Earlier works have shown that there is a one-to-one correspondence of the body part to the motor cortex, especially the primary motor cortex. As depicted in Fig. 2.3(b), the volume of the cortex devoted to a body part determines the complexity of the motion that could be achieved by that part. Further, the motor cortex controls the motion cross the body midline, i.e. the left motor cortex controls the motion on the left side of the body and vice versa 49.

The EEG rhythm obtained from the motor cortex manifests a stable amplitude fluctuation behavior. It was shown in 57 that during execution, imagery and observation of a motion or motion sequence can attenuate the amplitude of alpha and beta rhythm in the motor cortex at the beginning of the motion and a rebound occurs in beta band after the termination of the motion. An example of alpha band attenuation during motion execution of right hand is shown in Fig. 2.4. This amplitude attenuation/rebound can be better quantified by the relative change of the energy in a frequency band with respect to a pre-defined reference period 58. Therefore, this phenomenon is also termed as Event-Related De-synchronization or Synchronization (ERD/ERS) 59.

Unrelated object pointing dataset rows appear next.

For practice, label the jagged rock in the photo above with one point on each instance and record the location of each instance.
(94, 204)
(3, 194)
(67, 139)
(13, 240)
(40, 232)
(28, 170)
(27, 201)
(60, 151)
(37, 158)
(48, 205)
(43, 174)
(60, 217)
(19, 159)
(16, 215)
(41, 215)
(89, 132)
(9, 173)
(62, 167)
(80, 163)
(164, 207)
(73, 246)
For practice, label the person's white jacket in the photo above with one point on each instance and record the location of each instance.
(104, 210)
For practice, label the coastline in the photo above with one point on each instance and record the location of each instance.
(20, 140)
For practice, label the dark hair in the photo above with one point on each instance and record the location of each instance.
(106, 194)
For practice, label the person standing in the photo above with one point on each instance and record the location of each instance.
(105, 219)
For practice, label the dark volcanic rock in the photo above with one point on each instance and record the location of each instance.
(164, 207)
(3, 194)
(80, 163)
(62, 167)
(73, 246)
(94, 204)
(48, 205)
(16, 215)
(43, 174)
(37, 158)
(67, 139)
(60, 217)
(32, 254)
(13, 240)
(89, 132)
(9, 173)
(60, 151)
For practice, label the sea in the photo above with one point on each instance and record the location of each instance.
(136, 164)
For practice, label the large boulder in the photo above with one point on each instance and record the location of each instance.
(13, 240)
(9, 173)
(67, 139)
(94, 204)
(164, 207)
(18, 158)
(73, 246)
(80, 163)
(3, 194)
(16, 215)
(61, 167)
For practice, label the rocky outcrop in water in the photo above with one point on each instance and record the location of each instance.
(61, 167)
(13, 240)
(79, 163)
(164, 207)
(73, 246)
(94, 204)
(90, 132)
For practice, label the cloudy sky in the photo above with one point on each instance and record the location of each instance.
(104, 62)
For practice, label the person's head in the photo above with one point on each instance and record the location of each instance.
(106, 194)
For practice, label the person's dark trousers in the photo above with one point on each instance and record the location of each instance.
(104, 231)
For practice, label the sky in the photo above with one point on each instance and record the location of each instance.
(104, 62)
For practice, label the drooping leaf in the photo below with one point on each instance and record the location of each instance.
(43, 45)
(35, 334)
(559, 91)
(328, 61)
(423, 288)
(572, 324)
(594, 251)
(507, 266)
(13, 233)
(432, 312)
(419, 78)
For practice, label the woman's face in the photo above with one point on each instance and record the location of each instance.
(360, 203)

It was hypothesized that ERD/ERS is the reflection of the activity of the thalamo-cortical system. The attenuation of the alpha band amplitude or ERD is related to the involvement of the corresponding cortex in a higher information processing chain 60. Recent studies have also demonstrated that the magnitude of the ERD/ERS is independent from the load of voluntary motion 61.

2.2 ERD/ERS-based BCI Systems

The salient feature of ERD/ERS is the stableness of its existence, thus making it very attractive for its application in BCI systems 57. ERD/ERS can be steadily identified in most subjects by averaging the EEG over the motor cortex across multiple experiment trials 59. In the on-line BCI systems, a study that involves ninety-nine BCI novice subjects, the authors concluded that around 93% subjects could achieve above 60 % accuracy by decoding their motion intention via detecting the ERD/ERS 62.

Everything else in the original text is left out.